Los socios fían al plan anticrisis su relación con Moncloa

Esperan medidas eficaces en el real decreto y avisan de que no acertar puede pasar factura al bloque de izquierda

El presidente del Gobierno, Pedro Sánchez, interviene durante una sesión de control en el Congreso de los Diputados
El presidente del Gobierno, Pedro Sánchez, interviene durante una sesión de control en el Congreso de los Diputados FOTO: JUAN CARLOS HIDALGO EFE

El martes será el «día D» para que los aliados parlamentarios testen el futuro de su relación con el Gobierno. El examen final sobre el que puntuarán al Ejecutivo y del cuál dependerá los sucesivos apoyos –necesarios–para que PSOE y Unidas Podemos puedan poner en marcha su agenda legislativa en el Congreso de los Diputados en los próximos dos años.
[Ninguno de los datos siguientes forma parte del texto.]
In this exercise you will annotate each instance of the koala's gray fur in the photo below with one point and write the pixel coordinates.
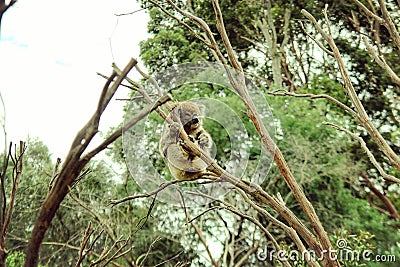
(182, 164)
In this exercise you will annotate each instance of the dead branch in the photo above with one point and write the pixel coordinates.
(75, 162)
(240, 86)
(6, 213)
(4, 7)
(348, 86)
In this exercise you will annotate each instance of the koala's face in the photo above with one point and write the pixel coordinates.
(190, 115)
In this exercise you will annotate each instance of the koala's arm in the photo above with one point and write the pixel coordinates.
(179, 159)
(170, 137)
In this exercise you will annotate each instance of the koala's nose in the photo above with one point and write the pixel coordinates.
(195, 120)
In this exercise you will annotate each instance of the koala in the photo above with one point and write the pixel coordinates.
(182, 164)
El Consejo de Ministros debe aprobar la semana que viene el Plan Nacional de Respuesta al impacto socioeconómico de la guerra en Ucrania del que hasta hoy los socios de investidura, ni tampoco la oposición, conocen sus detalles. «Ni una medida concreta», se expresan con preocupación los grupos parlamentarios que durante esta semana han asistido a la ronda de reuniones lideradas por las vicepresidentas y el ministro de Presidencia. Unas citas a las que en Moncloa han dado vital importancia a la vez que las reuniones con los agentes sociales, comunidades y que se producían al mismo tiempo que Pedro Sánchez realizaba una gira europea para convencer a los socios europeos de su propuesta de desacoplan el precio del gas de la electricidad antes del Consejo Europeo que finalizará hoy.

En el Ejecutivo han tratado de ser prudentes en estas citas con sus socios en cuanto a esbozar su plan económico con el objetivo de salir de la reunión europea con una medida consensuada por todos los países, algo que en la esfera política española ha sido muy criticado tanto en público como en privado. «Sospechábamos que solo querían la fotografía», ilustró el portavoz de ERC, Gabriel Rufián. Una sensación compartida por el resto del bloque de investidura que llegó a las reuniones con medidas similares como subir los impuestos a las eléctricas y grandes fortunas, eliminar o reducir al máximo el IVA de la factura eléctrica a los consumidores vulnerables o fijar precios máximos del gas.

Sin embargo, de estas conversaciones no salió ninguna medida concreta. Es por ello que fuentes parlamentarias del bloque de investidura se muestran pesimistas al analizar el momento de malestar social en la sociedad con la clase política. «Debemos estar para solucionar la vida de la gente», remarcan, para explican que «esperan a conocer las medidas que sean aprobadas para pensar cómo será la futura relación con el Gobierno».

Una nueva prueba para la mayoría de izquierdas, justo en un momento en el que el partido mayoritario de la coalición se enfrenta al rechazo unánime de todos los grupos por su cambio de posición respecto al Sáhara. Estas fuentes explican que llevan varios meses advirtiendo al PSOE de que debe «mirar hacia el bloque de investidura» y que «tiene que contar con nosotros si quiere que le sigamos apoyando». Es por ello que ven vital el futuro decreto para determinar cómo será la relación en el Congreso con el Ejecutivo. Estas fuentes expresan su inquietud ante la sensación de que parte del Ejecutivo no está empatizando con la sociedad en medio de la crisis económica y observan ya que este escenario y no acertar en las medidas para actuar frente el alza de precios «puede pasar factura a la izquierda» en unas futuras elecciones. Una sensación que también se comparte en Podemos donde también esperan con atención las futuras medidas. Esperan, de hecho, que la influencia de las propuestas de Unidas Podemos se note en el real decreto.